[Xorp-hackers] Problems migrating a routing protocol...

Pavlin Radoslavov pavlin@icir.org
Wed, 15 Dec 2004 15:30:25 -0800


Rafael,

> I am currently migrating a routing process to XORP and I am facing some 
> problems that I do not know how to solve, so I though that maybe 
> somebody could help me... What I did was to change as little as possible 
> the original implementation of the routing process. So, what I did is to 
> create a thread that is responsible to interfacing between my routing 
> process and XORP. It registers the protocol within XORP and keeps the 
> eventloop. The only change in the original routing process (besides 
> creating this new thread) is in the add/del routes functions. Now, these 
> functions send the route to be added/deleted to the new thread through a 
> pipe. The thread processes this route and adds or deletes the route in 
> XORP by calling the appropriate XRL. In fact, this thread is almost the 
> equal to static_routes. The only difference is that it receives routes 
> to add/delete from the pipe.
> 
> Well, this is what I have done so far and, I think it should work fine, 
> but for some reason, it doesn't.
> 
> Below you can see the report from the router manager.
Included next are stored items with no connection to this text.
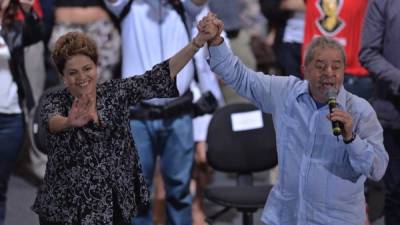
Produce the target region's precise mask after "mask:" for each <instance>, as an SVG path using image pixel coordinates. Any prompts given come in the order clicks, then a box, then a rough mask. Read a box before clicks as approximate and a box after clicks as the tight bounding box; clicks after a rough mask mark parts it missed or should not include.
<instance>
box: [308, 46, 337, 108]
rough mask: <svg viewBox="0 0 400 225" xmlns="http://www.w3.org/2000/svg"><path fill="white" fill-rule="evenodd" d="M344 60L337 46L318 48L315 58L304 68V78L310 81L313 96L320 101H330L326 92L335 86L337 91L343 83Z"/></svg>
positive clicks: (322, 101) (311, 90) (315, 54)
mask: <svg viewBox="0 0 400 225" xmlns="http://www.w3.org/2000/svg"><path fill="white" fill-rule="evenodd" d="M344 67H345V65H344V62H343V59H342V57H341V54H340V51H339V50H337V49H335V48H329V47H328V48H316V49H315V50H314V57H313V60H312V61H311V62H310V63H309V64H308V65H306V66H305V68H304V78H305V79H306V80H308V81H309V83H310V84H309V88H310V92H311V95H312V97H313V98H314V99H315V100H316V101H317V102H320V103H325V102H327V101H328V98H327V97H326V93H327V91H328V90H329V89H332V88H334V89H335V90H336V91H337V92H338V91H339V89H340V87H341V86H342V84H343V76H344Z"/></svg>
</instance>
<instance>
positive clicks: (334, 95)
mask: <svg viewBox="0 0 400 225" xmlns="http://www.w3.org/2000/svg"><path fill="white" fill-rule="evenodd" d="M325 96H326V97H327V98H328V99H332V98H336V97H337V91H336V90H335V89H334V88H329V90H328V91H327V92H326V94H325Z"/></svg>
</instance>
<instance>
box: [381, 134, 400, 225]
mask: <svg viewBox="0 0 400 225" xmlns="http://www.w3.org/2000/svg"><path fill="white" fill-rule="evenodd" d="M383 135H384V144H385V148H386V151H387V152H388V154H389V164H388V168H387V170H386V173H385V176H384V177H383V180H384V182H385V188H386V190H385V221H386V225H399V224H400V130H392V129H385V130H384V133H383Z"/></svg>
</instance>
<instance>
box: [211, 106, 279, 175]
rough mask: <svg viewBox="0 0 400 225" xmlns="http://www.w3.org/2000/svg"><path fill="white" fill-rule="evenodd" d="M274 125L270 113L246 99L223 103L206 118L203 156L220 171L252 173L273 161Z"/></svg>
mask: <svg viewBox="0 0 400 225" xmlns="http://www.w3.org/2000/svg"><path fill="white" fill-rule="evenodd" d="M275 143H276V140H275V129H274V126H273V122H272V116H271V115H270V114H266V113H262V112H261V111H260V110H259V109H257V108H256V107H255V106H254V105H252V104H250V103H238V104H230V105H226V106H224V107H222V108H220V109H218V110H217V111H216V112H215V113H214V115H213V118H212V119H211V121H210V124H209V127H208V134H207V160H208V163H209V164H210V166H211V167H212V168H214V169H216V170H219V171H222V172H232V173H252V172H260V171H264V170H268V169H271V168H273V167H274V166H276V165H277V152H276V144H275Z"/></svg>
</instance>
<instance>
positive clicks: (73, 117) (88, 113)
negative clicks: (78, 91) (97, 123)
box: [67, 95, 98, 127]
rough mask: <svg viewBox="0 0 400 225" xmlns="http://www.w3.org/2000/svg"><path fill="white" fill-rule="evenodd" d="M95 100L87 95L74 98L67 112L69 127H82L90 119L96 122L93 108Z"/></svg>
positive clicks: (68, 125) (67, 118) (93, 109)
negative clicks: (92, 99)
mask: <svg viewBox="0 0 400 225" xmlns="http://www.w3.org/2000/svg"><path fill="white" fill-rule="evenodd" d="M94 104H95V101H93V100H92V99H91V98H90V97H89V96H88V95H82V96H81V97H77V98H75V99H74V102H73V103H72V107H71V109H70V111H69V113H68V118H67V124H68V126H69V127H83V126H84V125H86V124H87V123H88V122H90V121H95V122H97V120H98V119H97V112H96V110H94V109H95V108H94Z"/></svg>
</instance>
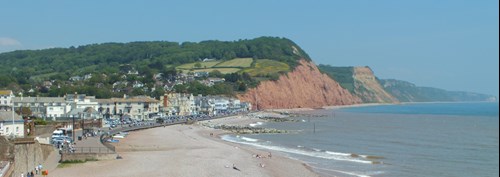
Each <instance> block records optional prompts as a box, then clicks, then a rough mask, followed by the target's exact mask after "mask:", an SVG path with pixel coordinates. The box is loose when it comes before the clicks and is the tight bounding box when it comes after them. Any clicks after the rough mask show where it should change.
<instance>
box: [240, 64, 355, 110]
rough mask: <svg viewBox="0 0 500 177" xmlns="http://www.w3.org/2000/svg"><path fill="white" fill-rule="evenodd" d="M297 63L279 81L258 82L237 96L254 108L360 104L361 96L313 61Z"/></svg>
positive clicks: (311, 106) (320, 105)
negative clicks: (291, 70)
mask: <svg viewBox="0 0 500 177" xmlns="http://www.w3.org/2000/svg"><path fill="white" fill-rule="evenodd" d="M299 63H300V64H299V66H297V67H296V68H295V70H294V71H293V72H289V73H288V74H287V75H281V76H280V78H279V80H278V81H264V82H261V83H260V85H259V86H258V87H257V88H252V89H250V90H248V91H247V92H246V93H245V94H243V95H239V96H238V97H239V99H240V100H242V101H247V102H250V103H252V107H253V109H289V108H319V107H323V106H333V105H350V104H355V103H361V99H359V98H358V97H356V96H353V95H351V94H350V93H349V91H347V90H345V89H343V88H342V87H340V85H339V84H338V83H337V82H336V81H334V80H332V79H331V78H330V77H328V76H327V75H325V74H322V73H321V72H319V70H318V68H317V67H316V65H315V64H314V63H312V62H307V61H305V60H301V61H300V62H299Z"/></svg>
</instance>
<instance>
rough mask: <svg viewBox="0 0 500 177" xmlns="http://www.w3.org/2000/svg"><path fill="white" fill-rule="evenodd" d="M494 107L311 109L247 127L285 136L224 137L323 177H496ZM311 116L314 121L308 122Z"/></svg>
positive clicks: (497, 170) (484, 106)
mask: <svg viewBox="0 0 500 177" xmlns="http://www.w3.org/2000/svg"><path fill="white" fill-rule="evenodd" d="M498 106H499V105H498V102H488V103H486V102H481V103H420V104H396V105H378V106H363V107H351V108H341V109H330V110H328V109H319V110H313V111H305V112H301V113H302V114H304V115H306V114H307V115H308V116H299V117H293V119H294V120H296V121H293V122H265V123H258V124H255V125H256V126H261V127H265V128H276V129H284V130H288V131H289V132H290V133H287V134H256V135H225V136H223V137H222V138H223V139H224V140H226V141H230V142H234V143H240V144H246V145H249V146H253V147H256V148H258V149H262V150H266V151H269V152H272V153H277V154H281V155H284V156H287V157H289V158H293V159H297V160H300V161H302V162H304V163H306V164H307V165H309V166H311V167H312V169H313V170H314V171H315V172H317V173H318V174H320V175H321V176H325V177H331V176H338V177H344V176H345V177H377V176H395V177H406V176H408V177H433V176H438V177H497V176H499V147H498V145H499V138H498V136H499V128H498V127H499V122H498V121H499V114H498V109H499V107H498ZM310 115H314V116H310Z"/></svg>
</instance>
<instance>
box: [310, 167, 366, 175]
mask: <svg viewBox="0 0 500 177" xmlns="http://www.w3.org/2000/svg"><path fill="white" fill-rule="evenodd" d="M314 168H316V169H320V170H324V171H332V172H337V173H342V174H346V175H351V176H357V177H371V176H368V175H364V174H359V173H357V172H347V171H340V170H333V169H326V168H318V167H314Z"/></svg>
The first 
> occurence is during the registration of the new protocol (do I have to 
> change anything in the RIB so that it knows about this new protocol?).
> 
> [ 2004/12/15 16:47:09  ERROR xorp_rib:2140 RIB +132 rib.cc 
> admin_distance ] Administrative distance of "test" unknown.

You can get rid of the above error by adding the appropriate line
to constructor RIB<A>::RIB<A>() inside rib.cc :

_admin_distances["your_protocol_name"] = <your_protocol_admin_distance>;

Unfortunately, currently all protocol admin distances are
hard-coded inside rib.cc. This should be fixed in the future.

Though, I believe the above error message is not related to the next
error...

> 
> Then, when I add a new route (unicast) , it seems to send the XRL 
> correctly, but the callback is never called...
> 
>                  success = _xrl_rib_client.send_add_interface_route4(
>                      _rib_target.c_str(),
>                      TestNode::protocol_name(),
>                      true /* unicast */,
>                      false /* multicast */,
>                      test_route.network().get_ipv4net(),
>                      test_route.nexthop().get_ipv4(),
>                      test_route.ifname(),
>                      test_route.vifname(),
>                      test_route.metric(),
>                      callback(this, 
> &XrlTestNode::send_rib_route_change_cb));
> 
> Some seconds after this, I get the following report in the router manager:
> 
> [ 2004/12/15 16:47:46  ERROR xorp_rtrmgr:2116 FINDER +85 
> finder_xrl_queue.hh dispatch_cb ] Sent xrl got response 211 Reply timed out
> [ 2004/12/15 16:47:46  ERROR xorp_rtrmgr:2116 FINDER +85 
> finder_xrl_queue.hh dispatch_cb ] Sent xrl got response 211 Reply timed out
> [ 2004/12/15 16:47:46 INFO xorp_rib RIB ] Received death event for 
> protocol test shutting down -------
> OriginTable: test
> IGP
> next table = Redist:test
> 
> It seems to me that the RIB tries to call the callback function I have 
> sent in the send_add_interface_route4 call, but for some reason it 
> times-out. And finally, the router manager thinks that my routing 
> protocol died, but in fact it keeps running as nothing has happened. 
> Does anybody have any idea of what could be happening? Why the RIB can 
> not call the callback function?

It looks to me that the XORP eventloop in your process is not
running properly, hence your process doesn't respond to the FINDER
periodic probes, and it fails to process the XRL result from the RIB
response.
When you integrate the XORP eventloop in your process, make sure
that this eventloop is run promptly.

Regards,
Pavlin